No matter how good a thing is, it will carry at least one or few drawbacks for us to ponder upon, always. Despite its powerful healing properties and massive health benefits, coconut oil is no exception. So, when some people tout only the benefits of coconut oil, don't simply take it at face value. Explore it on your own and you'll somewhat discover the below disadvantages like I do.
Disadvantage #1 – No effect on "cold"
According to Dr. Bruce Fife, the president of the Coconut Research Center in his book, The Coconut Oil Miracle, there is one common ailment (close to flu) that coconut oil has no effect upon.
Symptoms of cold and flu may look alike, but they're triggered by different viruses. The most common virus that causes cold is known as rhinovirus while the one that causes flu is called influenza virus.
Only our own immune system can defeat cold virus. MCFAs in coconut oil can't do anything to the cold virus, hence you'll be down with cold even if you consume coconut oil regularly.
When cold strikes, your immune system immediately sends white blood cells to combat the virus. This natural defensive response causes the overall immune system guard to weaken and become vulnerable to the invasion of other harmful germs. They'll enter and proliferate in your body, thereby aggravating your cold condition and might even lead to other problematic illnesses or diseases.
But good news is, though coconut oil can't help you fight off the bad cold virus, it's able to defend you against other uninvited microorganisms and ease your immune system so that it can concentrate on wiping out the cold virus effectively.
In a way, coconut oil still proves useful in fighting cold, albeit indirectly.
Disadvantage #2 – Not a cure-all
Coconut oil can help prevent, relieve, or even cure a wide range of degenerative diseases and illnesses so long as the diseases or illnesses are caused by or associated with the invasion of bacteria, fungi, viruses, parasites, free radicals or protozoa. We're invariably in contact with these little creepy bad guys at all times. With regular consumption of coconut oil, we can significantly reduce their harmful effects on us.
However, we need more than just coconut oil to step up our immunity to completely ward off all destructive diseases and illnesses.
Coconut oil only provides us with its antibacterial, antifungal, antiviral, antiparasitic, antioxidant and antiprotozoal properties, which no doubt, do help strengthen our immune system a lot, but it doesn't really give us much nutrients to build healthy cells.
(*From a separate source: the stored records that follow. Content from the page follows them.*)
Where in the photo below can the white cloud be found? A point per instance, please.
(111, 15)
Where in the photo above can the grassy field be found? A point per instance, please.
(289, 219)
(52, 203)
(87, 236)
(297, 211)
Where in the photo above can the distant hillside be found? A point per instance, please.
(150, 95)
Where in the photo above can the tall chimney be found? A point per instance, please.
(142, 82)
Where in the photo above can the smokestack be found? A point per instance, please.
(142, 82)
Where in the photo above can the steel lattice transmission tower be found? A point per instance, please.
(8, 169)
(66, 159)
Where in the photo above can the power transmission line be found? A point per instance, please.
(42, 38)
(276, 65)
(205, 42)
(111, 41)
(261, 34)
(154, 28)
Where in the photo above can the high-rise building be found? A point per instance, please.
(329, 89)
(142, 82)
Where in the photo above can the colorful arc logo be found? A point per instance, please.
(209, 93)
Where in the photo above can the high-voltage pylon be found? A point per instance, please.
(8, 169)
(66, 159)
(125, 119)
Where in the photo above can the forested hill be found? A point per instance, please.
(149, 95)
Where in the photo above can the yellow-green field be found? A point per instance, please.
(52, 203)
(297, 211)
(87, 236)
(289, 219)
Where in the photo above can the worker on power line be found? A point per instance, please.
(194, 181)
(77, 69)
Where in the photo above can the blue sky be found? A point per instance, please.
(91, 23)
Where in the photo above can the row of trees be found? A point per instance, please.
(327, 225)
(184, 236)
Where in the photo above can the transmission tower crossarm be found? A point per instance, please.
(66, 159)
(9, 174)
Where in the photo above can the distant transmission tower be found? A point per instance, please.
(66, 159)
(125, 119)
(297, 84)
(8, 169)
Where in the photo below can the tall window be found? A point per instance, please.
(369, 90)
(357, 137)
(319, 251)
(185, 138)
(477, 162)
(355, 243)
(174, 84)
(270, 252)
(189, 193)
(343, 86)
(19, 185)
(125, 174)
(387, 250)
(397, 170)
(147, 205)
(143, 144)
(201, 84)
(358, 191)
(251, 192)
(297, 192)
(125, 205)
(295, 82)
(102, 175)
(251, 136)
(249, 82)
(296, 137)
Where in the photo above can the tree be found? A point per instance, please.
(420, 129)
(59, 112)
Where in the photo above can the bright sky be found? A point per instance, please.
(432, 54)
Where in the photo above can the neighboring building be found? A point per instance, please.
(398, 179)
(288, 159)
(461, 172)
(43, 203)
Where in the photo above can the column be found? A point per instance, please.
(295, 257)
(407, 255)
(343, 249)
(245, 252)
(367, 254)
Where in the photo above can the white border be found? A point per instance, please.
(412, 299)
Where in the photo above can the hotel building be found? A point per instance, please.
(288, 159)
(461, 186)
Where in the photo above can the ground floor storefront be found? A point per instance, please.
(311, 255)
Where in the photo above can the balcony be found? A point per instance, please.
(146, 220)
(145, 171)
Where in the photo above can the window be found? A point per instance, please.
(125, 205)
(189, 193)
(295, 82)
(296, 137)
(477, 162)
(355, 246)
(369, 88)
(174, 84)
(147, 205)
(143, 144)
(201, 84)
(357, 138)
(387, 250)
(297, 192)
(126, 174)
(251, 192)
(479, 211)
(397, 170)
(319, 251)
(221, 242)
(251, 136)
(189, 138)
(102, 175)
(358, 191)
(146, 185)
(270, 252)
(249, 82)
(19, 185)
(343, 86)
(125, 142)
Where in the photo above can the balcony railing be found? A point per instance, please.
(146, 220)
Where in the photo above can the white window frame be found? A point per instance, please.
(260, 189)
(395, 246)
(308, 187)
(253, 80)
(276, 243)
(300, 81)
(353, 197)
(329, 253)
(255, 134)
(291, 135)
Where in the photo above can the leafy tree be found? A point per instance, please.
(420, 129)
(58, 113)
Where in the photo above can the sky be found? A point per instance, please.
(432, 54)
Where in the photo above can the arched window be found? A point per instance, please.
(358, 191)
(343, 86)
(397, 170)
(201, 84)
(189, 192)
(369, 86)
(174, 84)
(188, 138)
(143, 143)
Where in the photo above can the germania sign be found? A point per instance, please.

It only contains traces of few fat-soluble nutrients such as iron, vitamin K and E. For important nutrients like vitamin A, B-family, C, calcium, magnesium, potassium, zinc, sodium etc, coconut oil has none of them (see nutrition facts of coconut oil).
On top of that, we need protein for hair growth and tissue repair, and carbohydrate to primarily fuel our brain function and bodily activities, but coconut oil doesn't provide us with any protein and carb. It's a 100% fat.
That said, our body still needs other foods to work hand in hand with coconut oil to supply us with a complete spectrum of nutrients in order to keep us in tremendous health.
In other words, you can never rely solely on one single food to stay perfectly healthy, even though coconut oil is one of the few select superfood that provides us with the most health benefits.
Disadvantage #3 – Distinctive coconut odor
Not all people like its natural coconut flavor and fragrance like me. Few people simply can't stand its distinctive smell or taste. Or when used on skin, it leaves a light "odor" behind (it smells aromatic to me).
If you don't like that, choose RBD ("refined, bleached and deodorized") coconut oil instead. This coconut oil bears no odor and taste. It's specially made for the minority who doesn't like the distinct aroma that unrefined coconut oil holds.
Disadvantage #4 – Solidify in cold environment
If you live in a cold region, you'll face an issue with coconut oil because it solidifies below 76 °F (24 °C). The lower the temperature, the more rock-solid it gets.
The only way to "break the ice" is to warm the oil to above 76 °F every time you need to use it for say, applying to your skin as moisturizer or as a dip or spread for bread. Kind of troublesome.
But if you're using it for cooking or stir-frying, you can simply dump the snowy-rocky oil in the pan and the heat will soon turn it back into its usable state.
Are you put off by these so-called drawbacks or disadvantages of coconut oil?
Better not or you're losing big-time for not using virgin coconut oil for both your skin and health benefits. Learn to appreciate what nature provides rather than what the commercial world gives.